Expansion tanks are important to the operation of heat transfer systems. They are designed to account for the volumetric expansion of heat transfer fluids as a result of temperature increase. Expansion tanks also remove moisture, non-condensables, degradation by-products and entrained air during startup and operation.

In this article, we present the sizing of an expansion tank using Relatherm HT-1, a high flash heat transfer fluid as an example.

Application Instance

Size an horizontal expansion tank for hot oil system using Relatherm HT-1 as Heat Transfer Fluid. The fluid is heated from 30 °C to 330 °C. System hot oil volume is 7.87 m³. Assume L/D to be used as 2.5. Thermal fluid density is 861.91 Kg/m³ at 30 °C and 752.17 Kg/m³ at 330 °C.

A minimum volume (10% ~ 20%) is considered in expansion tank at start-up in cold conditions.
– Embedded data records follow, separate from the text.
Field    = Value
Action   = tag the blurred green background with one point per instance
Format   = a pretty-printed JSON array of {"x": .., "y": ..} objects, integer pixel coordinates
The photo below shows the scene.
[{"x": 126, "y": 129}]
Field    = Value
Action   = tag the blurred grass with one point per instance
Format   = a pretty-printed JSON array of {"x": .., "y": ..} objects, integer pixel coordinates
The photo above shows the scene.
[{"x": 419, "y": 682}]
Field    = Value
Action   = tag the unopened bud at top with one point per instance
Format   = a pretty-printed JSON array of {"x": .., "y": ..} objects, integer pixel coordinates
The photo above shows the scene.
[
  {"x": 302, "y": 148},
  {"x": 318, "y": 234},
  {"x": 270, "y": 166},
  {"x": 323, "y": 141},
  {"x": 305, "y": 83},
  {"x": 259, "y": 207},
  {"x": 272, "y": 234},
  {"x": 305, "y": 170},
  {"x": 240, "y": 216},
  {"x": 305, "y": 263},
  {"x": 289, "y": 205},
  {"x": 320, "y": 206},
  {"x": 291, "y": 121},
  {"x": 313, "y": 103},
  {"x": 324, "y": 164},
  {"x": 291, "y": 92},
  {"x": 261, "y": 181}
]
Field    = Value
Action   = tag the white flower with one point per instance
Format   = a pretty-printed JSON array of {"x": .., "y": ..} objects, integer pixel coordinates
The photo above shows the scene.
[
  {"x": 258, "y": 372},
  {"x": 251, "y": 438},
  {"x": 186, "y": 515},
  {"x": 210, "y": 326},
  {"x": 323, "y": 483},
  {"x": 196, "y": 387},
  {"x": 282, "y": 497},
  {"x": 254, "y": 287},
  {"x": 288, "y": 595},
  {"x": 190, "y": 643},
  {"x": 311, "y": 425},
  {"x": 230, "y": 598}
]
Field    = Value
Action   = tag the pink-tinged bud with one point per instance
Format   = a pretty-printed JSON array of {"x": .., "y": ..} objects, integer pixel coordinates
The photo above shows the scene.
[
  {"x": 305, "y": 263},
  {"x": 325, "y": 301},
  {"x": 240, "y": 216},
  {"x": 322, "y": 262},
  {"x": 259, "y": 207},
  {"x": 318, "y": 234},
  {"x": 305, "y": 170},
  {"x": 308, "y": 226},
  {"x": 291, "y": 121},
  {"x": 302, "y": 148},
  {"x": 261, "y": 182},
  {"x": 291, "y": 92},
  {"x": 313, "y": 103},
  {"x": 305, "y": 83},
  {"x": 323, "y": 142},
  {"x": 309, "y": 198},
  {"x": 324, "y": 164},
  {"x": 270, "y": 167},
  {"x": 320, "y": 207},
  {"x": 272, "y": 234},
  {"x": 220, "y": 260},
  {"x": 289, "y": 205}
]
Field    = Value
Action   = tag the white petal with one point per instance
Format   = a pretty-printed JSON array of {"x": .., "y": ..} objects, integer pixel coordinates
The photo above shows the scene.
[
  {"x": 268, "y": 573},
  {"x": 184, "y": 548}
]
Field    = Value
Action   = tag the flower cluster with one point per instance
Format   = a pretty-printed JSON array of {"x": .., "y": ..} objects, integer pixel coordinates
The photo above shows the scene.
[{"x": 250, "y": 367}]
As heating is started volume expands and tank sizing should be such that expanded volume fills (70% ~ 80%) of tank volume.

If VSys = Volume of heat transfer system (piping and heat exchangers)

Vcold = Volume of the entire heat transfer (including piping, heat exchangers and cold fluid in expansion tank at start up)

Mcold = Total mass of thermal fluid in heat transfer system

ρcold = Density of thermal fluid in heat transfer system

Vhot = Volume of thermal fluid on expansion

Vexpansion = Volumetric expansion

Consider vessel volume to be V. Initial volume of hot oil at cold conditions is as following.

Vcold = 10% of V + VSys (in m³)

Mcold = ( 0.1 V + 7.87 ) ρcold (in Kg)

Volume on expansion is determined by dividing by density at hot conditions.

Vhot = ( 0.1 V + 7.87 ) ρcold/ ρhot (in m³)

Expansion in volume is obtained as

Vexpansion = ( 0.1 V + 7.87 )( ρcold/ ρhot – 1 )

Liquid level in expansion tank increases and fills up to 70% of the volume.

Vexpansion = 0.7 V – 0.1 V

Solving above equations for V provides capacity of expansion tank.

V = 1.96 m³

Volume for 2:1 elliptical horizontal tank is provided by.

V = πD²L/4 + πD³/12

With L/D = 2.5, solving above equation provides.

D = 1.35 m

L = 3.37 m